En la Edad Media, volverse famoso por componer una canción era algo casi imposible. Los trovadores, troveros o los minnesinger , poetas-compositores, acompañados por los juglares y ministriles, iban de castillo en castillo entreteniendo a los nobles. Pero una vez pasada la visita, lo que probablemente quedaba de ella era el recuerdo del texto y el fragmento de alguna que otra melodía. Solo en los castillos de los más poderosos se podía contar con músicos cada día; el resto tenían que conformarse con visitas esporádicas de músicos diferentes con repertorio diferente cada vez.

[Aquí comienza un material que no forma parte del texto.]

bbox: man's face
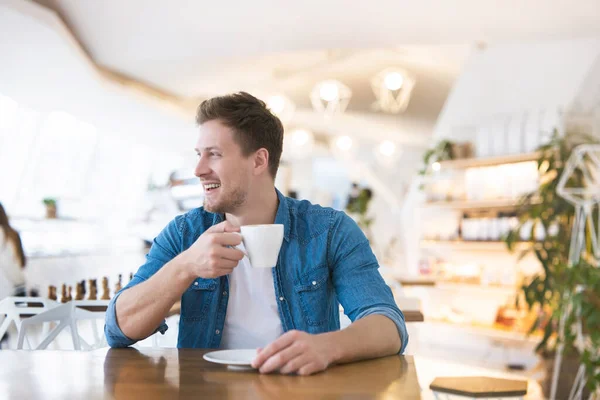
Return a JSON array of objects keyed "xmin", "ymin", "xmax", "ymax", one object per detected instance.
[{"xmin": 194, "ymin": 120, "xmax": 254, "ymax": 214}]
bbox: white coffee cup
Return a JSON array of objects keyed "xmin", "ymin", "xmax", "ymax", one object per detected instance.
[{"xmin": 238, "ymin": 224, "xmax": 284, "ymax": 268}]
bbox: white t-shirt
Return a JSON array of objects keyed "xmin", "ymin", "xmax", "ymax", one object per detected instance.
[{"xmin": 220, "ymin": 243, "xmax": 283, "ymax": 349}]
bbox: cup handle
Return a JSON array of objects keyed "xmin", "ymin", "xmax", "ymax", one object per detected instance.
[{"xmin": 229, "ymin": 233, "xmax": 248, "ymax": 257}]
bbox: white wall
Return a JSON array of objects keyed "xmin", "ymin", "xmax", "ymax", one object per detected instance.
[
  {"xmin": 0, "ymin": 1, "xmax": 196, "ymax": 220},
  {"xmin": 434, "ymin": 38, "xmax": 600, "ymax": 142},
  {"xmin": 0, "ymin": 0, "xmax": 196, "ymax": 152}
]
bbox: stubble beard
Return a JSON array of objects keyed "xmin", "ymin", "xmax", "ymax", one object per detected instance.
[{"xmin": 203, "ymin": 186, "xmax": 247, "ymax": 214}]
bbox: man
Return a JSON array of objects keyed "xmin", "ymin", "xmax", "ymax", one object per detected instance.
[{"xmin": 105, "ymin": 92, "xmax": 408, "ymax": 375}]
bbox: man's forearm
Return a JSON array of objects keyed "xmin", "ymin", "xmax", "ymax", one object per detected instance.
[
  {"xmin": 323, "ymin": 314, "xmax": 402, "ymax": 365},
  {"xmin": 115, "ymin": 254, "xmax": 193, "ymax": 340}
]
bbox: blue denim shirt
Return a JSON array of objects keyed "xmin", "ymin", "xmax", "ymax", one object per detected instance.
[{"xmin": 105, "ymin": 189, "xmax": 408, "ymax": 353}]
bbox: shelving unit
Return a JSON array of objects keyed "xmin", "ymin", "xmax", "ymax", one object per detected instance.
[
  {"xmin": 413, "ymin": 151, "xmax": 544, "ymax": 347},
  {"xmin": 436, "ymin": 152, "xmax": 540, "ymax": 170},
  {"xmin": 420, "ymin": 240, "xmax": 532, "ymax": 252},
  {"xmin": 422, "ymin": 199, "xmax": 524, "ymax": 210}
]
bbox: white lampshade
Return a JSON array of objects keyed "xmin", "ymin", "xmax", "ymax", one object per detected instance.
[
  {"xmin": 310, "ymin": 80, "xmax": 352, "ymax": 117},
  {"xmin": 371, "ymin": 68, "xmax": 416, "ymax": 113}
]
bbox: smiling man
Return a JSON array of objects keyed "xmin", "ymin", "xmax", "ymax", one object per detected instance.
[{"xmin": 105, "ymin": 92, "xmax": 408, "ymax": 375}]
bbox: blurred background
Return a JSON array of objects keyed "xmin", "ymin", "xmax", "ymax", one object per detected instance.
[{"xmin": 1, "ymin": 0, "xmax": 600, "ymax": 398}]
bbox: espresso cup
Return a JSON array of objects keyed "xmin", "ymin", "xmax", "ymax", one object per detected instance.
[{"xmin": 238, "ymin": 224, "xmax": 284, "ymax": 268}]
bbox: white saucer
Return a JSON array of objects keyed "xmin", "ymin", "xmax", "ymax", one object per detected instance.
[{"xmin": 203, "ymin": 349, "xmax": 258, "ymax": 367}]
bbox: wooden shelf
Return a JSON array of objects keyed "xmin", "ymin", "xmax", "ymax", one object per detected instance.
[
  {"xmin": 422, "ymin": 199, "xmax": 525, "ymax": 210},
  {"xmin": 437, "ymin": 152, "xmax": 540, "ymax": 170},
  {"xmin": 434, "ymin": 282, "xmax": 516, "ymax": 293},
  {"xmin": 420, "ymin": 240, "xmax": 532, "ymax": 252},
  {"xmin": 399, "ymin": 279, "xmax": 517, "ymax": 292},
  {"xmin": 425, "ymin": 320, "xmax": 542, "ymax": 344}
]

La situación de los compositores comenzó a cambiar en el siglo XVI, cuando la música empezó a imprimirse. Las personas contaban así con una partitura que les permitía reproducir la pieza, aunque no estuviera presente el compositor. Para finales del siglo XIX, surgió en Nueva York una activa industria de publicación musical, denominada Tin Pan Alley . Las partituras de música popular, de una o dos páginas, se vendían hasta en los puestos de venta de periódicos.
Pero la verdadera revolución para la distribución musical se dará alrededor de la década de 1930, cuando los aparatos fonográficos y radiofónicos empezarán a tener distribución masiva en la población. A partir de ese momento ya no sería necesario saber cantar o tocar un instrumento para poder escuchar música.

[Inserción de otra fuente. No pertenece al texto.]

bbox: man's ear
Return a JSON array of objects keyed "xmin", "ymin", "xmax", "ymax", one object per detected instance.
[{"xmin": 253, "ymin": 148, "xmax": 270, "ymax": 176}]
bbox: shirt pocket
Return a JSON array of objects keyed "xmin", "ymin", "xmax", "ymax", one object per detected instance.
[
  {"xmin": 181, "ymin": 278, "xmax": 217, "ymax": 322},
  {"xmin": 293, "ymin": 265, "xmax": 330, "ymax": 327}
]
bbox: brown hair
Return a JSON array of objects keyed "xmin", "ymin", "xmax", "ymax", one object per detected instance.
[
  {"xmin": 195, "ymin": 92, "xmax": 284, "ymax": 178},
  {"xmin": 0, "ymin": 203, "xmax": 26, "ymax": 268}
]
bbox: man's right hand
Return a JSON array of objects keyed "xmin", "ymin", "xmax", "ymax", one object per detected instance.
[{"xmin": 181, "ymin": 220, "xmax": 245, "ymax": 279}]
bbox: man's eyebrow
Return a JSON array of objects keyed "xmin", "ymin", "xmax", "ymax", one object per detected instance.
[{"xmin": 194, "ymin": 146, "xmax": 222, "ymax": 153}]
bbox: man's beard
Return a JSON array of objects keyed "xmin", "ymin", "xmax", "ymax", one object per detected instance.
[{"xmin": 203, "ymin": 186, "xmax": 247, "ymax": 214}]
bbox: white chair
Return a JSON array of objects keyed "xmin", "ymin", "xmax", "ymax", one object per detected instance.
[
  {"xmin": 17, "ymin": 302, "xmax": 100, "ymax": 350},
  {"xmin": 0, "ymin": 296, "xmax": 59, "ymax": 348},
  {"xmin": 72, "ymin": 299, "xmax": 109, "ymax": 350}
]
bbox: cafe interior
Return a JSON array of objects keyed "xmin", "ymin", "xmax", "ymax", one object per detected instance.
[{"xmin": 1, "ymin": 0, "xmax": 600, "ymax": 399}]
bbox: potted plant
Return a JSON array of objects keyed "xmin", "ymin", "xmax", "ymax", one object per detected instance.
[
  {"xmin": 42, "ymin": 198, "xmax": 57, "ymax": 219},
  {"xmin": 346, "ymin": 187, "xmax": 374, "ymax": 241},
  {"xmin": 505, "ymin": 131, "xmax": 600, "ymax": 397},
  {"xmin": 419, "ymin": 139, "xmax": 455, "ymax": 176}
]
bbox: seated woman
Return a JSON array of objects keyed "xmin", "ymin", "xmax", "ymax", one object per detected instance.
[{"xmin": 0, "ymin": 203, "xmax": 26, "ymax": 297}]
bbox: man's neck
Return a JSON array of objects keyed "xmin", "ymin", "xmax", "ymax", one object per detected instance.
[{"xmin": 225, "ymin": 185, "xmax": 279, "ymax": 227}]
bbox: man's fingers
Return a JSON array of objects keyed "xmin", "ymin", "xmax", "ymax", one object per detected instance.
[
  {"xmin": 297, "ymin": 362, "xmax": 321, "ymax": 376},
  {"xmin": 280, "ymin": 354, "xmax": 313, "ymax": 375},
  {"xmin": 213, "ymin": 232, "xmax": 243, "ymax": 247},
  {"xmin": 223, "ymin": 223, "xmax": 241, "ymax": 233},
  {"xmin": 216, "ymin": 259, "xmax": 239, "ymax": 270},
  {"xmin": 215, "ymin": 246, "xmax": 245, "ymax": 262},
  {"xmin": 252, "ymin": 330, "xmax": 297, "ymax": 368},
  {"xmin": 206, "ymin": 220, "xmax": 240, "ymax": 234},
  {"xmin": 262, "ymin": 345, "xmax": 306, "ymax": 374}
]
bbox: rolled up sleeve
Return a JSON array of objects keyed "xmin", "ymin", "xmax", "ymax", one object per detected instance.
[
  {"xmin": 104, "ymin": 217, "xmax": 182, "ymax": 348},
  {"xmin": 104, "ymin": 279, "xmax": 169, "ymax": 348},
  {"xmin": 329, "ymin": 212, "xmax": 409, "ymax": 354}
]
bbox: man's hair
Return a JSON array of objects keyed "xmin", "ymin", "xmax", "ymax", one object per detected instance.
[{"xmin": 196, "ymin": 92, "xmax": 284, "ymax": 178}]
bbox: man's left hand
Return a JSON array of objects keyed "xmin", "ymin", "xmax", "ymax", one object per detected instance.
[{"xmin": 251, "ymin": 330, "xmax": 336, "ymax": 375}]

El cine dará nuevamente un gran impulso a la carrera de algunos artistas, que ya no solo serán conocidos en su país sino a nivel mundial.
En la actualidad, las posibilidades que ofrecen los aparatos de grabación y de video, cada vez más pequeños pero de gran calidad, así como las posibilidades que ofrece la web de distribuir su propio material musical, permiten que de un día para otro se conozca una pieza y el compositor se vuelva famoso. Sin embargo, eso mismo hace que rápidamente el material sea sustituido por otras novedades. Es una carrera vertiginosa en la que lo importante es muchas veces impactar visualmente, para poder mantenerse en la memoria de los que escuchan.